Douglas Feith, the “fucking stupidest guy on the face of the earth.”
“This year I was really a player,” Feith said, thinking back on 2002 and relishing the memory. I asked him whether, in the end, he was at all concerned that the Geneva decision might have diminished America’s moral authority. He was not. “The problem with moral authority,” he said, was “people who should know better, like yourself, siding with the assholes, to put it crudely.”
UPDATE: We have co-winners, courtesy of Darrell Issa.

The California congressman who called the Sept. 11 attacks "simply" a plane crash ran for cover Wednesday under a barrage of ridicule from fellow Republicans, first responders and victims' families.
UPDATE 2: Is there no end to the douchebaggery?
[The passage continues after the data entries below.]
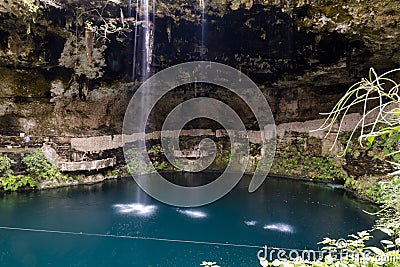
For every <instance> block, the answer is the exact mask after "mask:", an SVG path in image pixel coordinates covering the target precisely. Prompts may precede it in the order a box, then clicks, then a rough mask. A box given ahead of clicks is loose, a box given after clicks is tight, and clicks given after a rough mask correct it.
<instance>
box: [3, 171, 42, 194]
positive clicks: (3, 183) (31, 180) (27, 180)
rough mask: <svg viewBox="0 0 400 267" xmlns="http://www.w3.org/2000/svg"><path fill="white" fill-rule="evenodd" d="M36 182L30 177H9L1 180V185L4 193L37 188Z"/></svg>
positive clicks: (34, 180)
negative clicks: (26, 186) (5, 192)
mask: <svg viewBox="0 0 400 267" xmlns="http://www.w3.org/2000/svg"><path fill="white" fill-rule="evenodd" d="M36 184H37V183H36V181H35V180H34V179H33V178H32V177H31V176H30V175H17V176H15V175H13V174H11V175H8V176H4V177H2V178H1V179H0V185H1V187H3V189H4V191H15V190H17V189H18V188H22V187H26V186H28V185H29V187H31V188H33V187H35V186H36Z"/></svg>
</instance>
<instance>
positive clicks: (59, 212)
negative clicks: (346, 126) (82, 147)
mask: <svg viewBox="0 0 400 267" xmlns="http://www.w3.org/2000/svg"><path fill="white" fill-rule="evenodd" d="M209 176H210V174H195V175H194V174H174V175H173V177H170V179H174V177H175V178H176V179H180V180H185V179H187V180H190V181H201V180H204V179H205V180H207V179H208V178H209ZM248 182H249V177H245V178H244V179H242V181H241V183H240V184H239V185H238V186H237V187H236V188H235V189H234V190H233V191H232V192H230V193H229V194H228V195H227V196H225V197H224V198H222V199H221V200H219V201H217V202H215V203H212V204H210V205H207V206H204V207H199V208H193V209H184V208H179V209H178V208H176V207H172V206H168V205H165V204H162V203H160V202H158V201H156V200H153V199H152V198H150V197H148V196H147V195H145V194H144V193H143V192H142V191H140V189H138V187H137V186H136V184H135V182H134V181H133V179H123V180H115V181H108V182H105V183H103V184H96V185H91V186H79V187H72V188H61V189H54V190H48V191H40V192H27V193H13V194H5V195H3V196H1V197H0V226H11V227H20V228H33V229H50V230H57V231H62V232H64V233H54V232H53V233H47V232H30V231H19V230H18V231H17V230H6V229H0V266H200V263H201V262H202V261H203V260H208V261H216V262H218V264H219V265H221V266H259V264H258V260H257V252H258V250H259V248H256V247H235V246H230V245H228V246H225V245H222V244H243V245H251V246H260V247H261V246H264V245H268V246H274V247H284V248H297V249H304V248H307V249H316V248H318V245H317V244H316V243H317V242H318V241H320V240H322V238H323V237H325V236H330V237H332V238H345V237H346V236H347V235H348V234H349V233H352V232H356V231H359V230H363V229H367V228H369V227H371V226H372V225H373V223H374V218H373V217H372V216H369V215H367V214H366V213H364V212H363V211H362V209H369V210H370V209H371V208H372V207H371V206H369V205H367V204H365V203H363V202H360V201H358V200H355V199H353V198H351V197H349V196H348V195H347V194H346V193H345V192H344V191H341V190H337V189H336V190H334V189H332V188H329V187H325V186H321V185H316V184H310V183H303V182H299V181H291V180H284V179H272V178H269V179H267V180H266V182H265V183H264V185H263V186H262V187H261V188H260V189H259V190H258V191H256V192H255V193H252V194H250V193H248V192H247V186H248ZM65 232H73V233H77V234H67V233H65ZM80 233H82V234H80ZM85 233H90V234H107V235H110V236H90V235H86V234H85ZM115 235H118V236H135V237H146V238H161V239H163V240H143V239H128V238H118V237H113V236H115ZM166 239H171V240H172V239H173V240H187V241H190V240H191V241H197V242H214V243H221V244H217V245H216V244H204V243H182V242H175V241H167V240H166Z"/></svg>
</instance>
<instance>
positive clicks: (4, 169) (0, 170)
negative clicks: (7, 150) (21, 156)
mask: <svg viewBox="0 0 400 267" xmlns="http://www.w3.org/2000/svg"><path fill="white" fill-rule="evenodd" d="M14 163H15V162H14V161H13V160H11V159H10V158H9V157H7V156H6V155H2V154H1V153H0V175H2V176H9V175H11V174H13V171H12V170H11V166H12V164H14Z"/></svg>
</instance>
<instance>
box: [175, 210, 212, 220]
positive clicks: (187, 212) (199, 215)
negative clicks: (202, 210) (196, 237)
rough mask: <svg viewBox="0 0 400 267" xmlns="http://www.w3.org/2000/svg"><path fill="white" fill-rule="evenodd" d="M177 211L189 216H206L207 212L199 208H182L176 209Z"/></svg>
mask: <svg viewBox="0 0 400 267" xmlns="http://www.w3.org/2000/svg"><path fill="white" fill-rule="evenodd" d="M177 211H178V212H179V213H181V214H185V215H186V216H188V217H190V218H199V219H200V218H206V217H207V214H206V213H205V212H203V211H200V210H182V209H177Z"/></svg>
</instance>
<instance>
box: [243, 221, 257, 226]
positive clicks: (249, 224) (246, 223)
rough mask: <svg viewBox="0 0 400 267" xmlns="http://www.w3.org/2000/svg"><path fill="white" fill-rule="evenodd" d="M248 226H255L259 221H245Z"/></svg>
mask: <svg viewBox="0 0 400 267" xmlns="http://www.w3.org/2000/svg"><path fill="white" fill-rule="evenodd" d="M244 223H245V224H246V225H247V226H254V225H256V224H257V221H244Z"/></svg>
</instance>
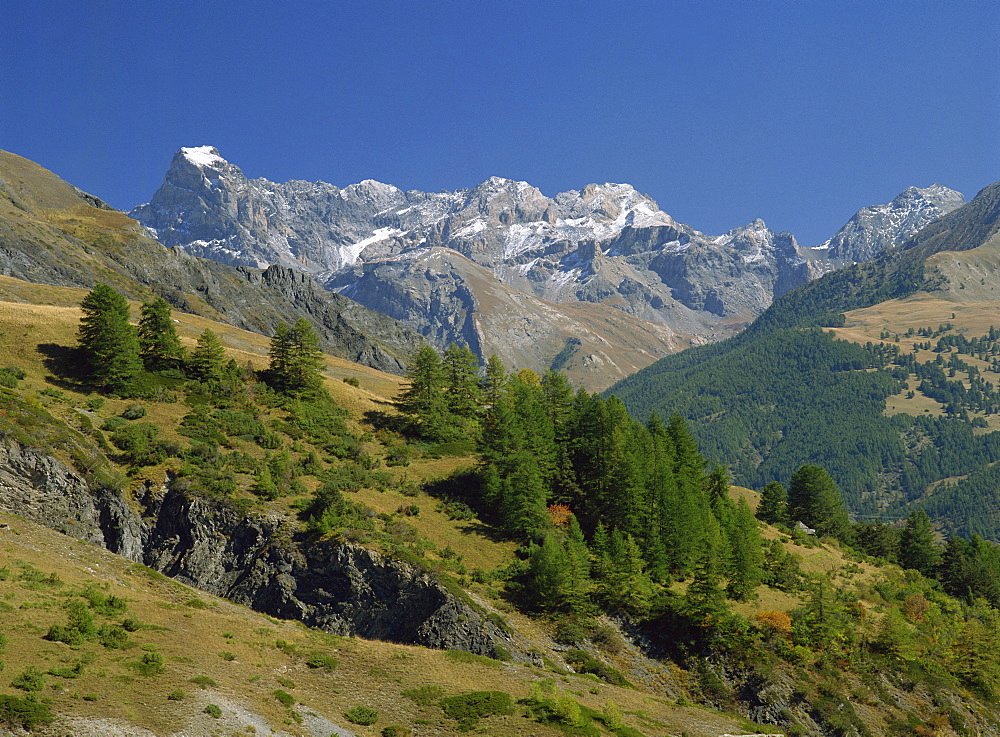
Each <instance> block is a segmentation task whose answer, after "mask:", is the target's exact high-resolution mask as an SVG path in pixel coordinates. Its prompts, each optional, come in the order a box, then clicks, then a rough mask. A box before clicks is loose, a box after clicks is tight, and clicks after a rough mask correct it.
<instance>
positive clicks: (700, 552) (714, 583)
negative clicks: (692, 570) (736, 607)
mask: <svg viewBox="0 0 1000 737" xmlns="http://www.w3.org/2000/svg"><path fill="white" fill-rule="evenodd" d="M720 579H721V575H720V572H719V559H718V558H717V557H716V555H715V552H714V551H713V550H712V549H711V546H710V545H708V544H707V543H703V544H702V545H701V550H700V553H699V555H698V558H697V562H696V563H695V567H694V577H693V578H692V579H691V583H690V584H688V588H687V591H685V592H684V601H683V612H684V614H685V615H686V616H687V617H688V619H690V620H691V622H692V623H693V624H694V625H696V626H698V627H714V626H715V625H717V624H718V623H719V622H720V621H721V620H722V618H723V617H725V615H726V614H728V613H729V607H728V606H727V605H726V592H725V591H723V589H722V586H721V585H720Z"/></svg>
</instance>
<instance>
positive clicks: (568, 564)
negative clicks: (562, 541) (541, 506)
mask: <svg viewBox="0 0 1000 737" xmlns="http://www.w3.org/2000/svg"><path fill="white" fill-rule="evenodd" d="M565 547H566V594H565V600H566V605H567V607H568V608H569V610H570V611H573V612H579V613H584V612H586V611H588V610H589V609H590V590H591V587H592V585H593V583H592V581H591V578H590V551H589V550H587V543H586V541H585V540H584V538H583V531H582V530H581V529H580V523H579V522H578V521H577V519H576V515H570V518H569V527H568V529H567V530H566V538H565Z"/></svg>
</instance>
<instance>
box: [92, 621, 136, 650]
mask: <svg viewBox="0 0 1000 737" xmlns="http://www.w3.org/2000/svg"><path fill="white" fill-rule="evenodd" d="M97 638H98V639H99V640H100V642H101V644H102V645H104V647H106V648H108V649H109V650H125V649H127V648H128V647H129V645H130V644H131V643H130V642H129V639H128V632H126V631H125V628H124V627H119V626H118V625H116V624H103V625H101V628H100V629H99V630H98V631H97Z"/></svg>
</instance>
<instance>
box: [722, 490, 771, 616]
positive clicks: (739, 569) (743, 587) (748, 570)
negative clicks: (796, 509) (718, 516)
mask: <svg viewBox="0 0 1000 737" xmlns="http://www.w3.org/2000/svg"><path fill="white" fill-rule="evenodd" d="M729 550H730V553H729V559H730V560H729V585H728V586H727V588H726V592H727V593H728V594H729V597H730V598H732V599H737V600H744V599H749V598H750V597H751V596H753V593H754V591H756V589H757V587H758V586H759V585H760V582H761V578H762V577H763V574H764V552H763V547H762V543H761V537H760V530H759V529H758V527H757V520H756V519H755V518H754V516H753V512H751V511H750V505H749V504H747V502H746V499H743V498H741V499H740V500H739V502H738V503H737V505H736V512H735V515H734V517H733V529H732V531H731V533H730V537H729Z"/></svg>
Rep. Patrick McHenry (R-NC):

We spent the night in the Green Zone, in the poolhouse of one of Saddam’s palaces. A little weird, I got to be honest with you. But I felt safe. And so in the morning, I got up early — not that I make this a great habit — but I went to the gym because I just couldn’t sleep and everything else. Well, sure enough, the guard wouldn’t let me in. Said I didn’t have the correct credentials.

It’s 5:00 in the morning. I haven’t had sleep. I was not very happy with this two-bit security guard. So you know, I said, “I want to see your supervisor.” Thirty minutes later, the supervisor wasn’t happy with me, they escort me back to my room. It happens. I guess I didn’t need to work out anyway.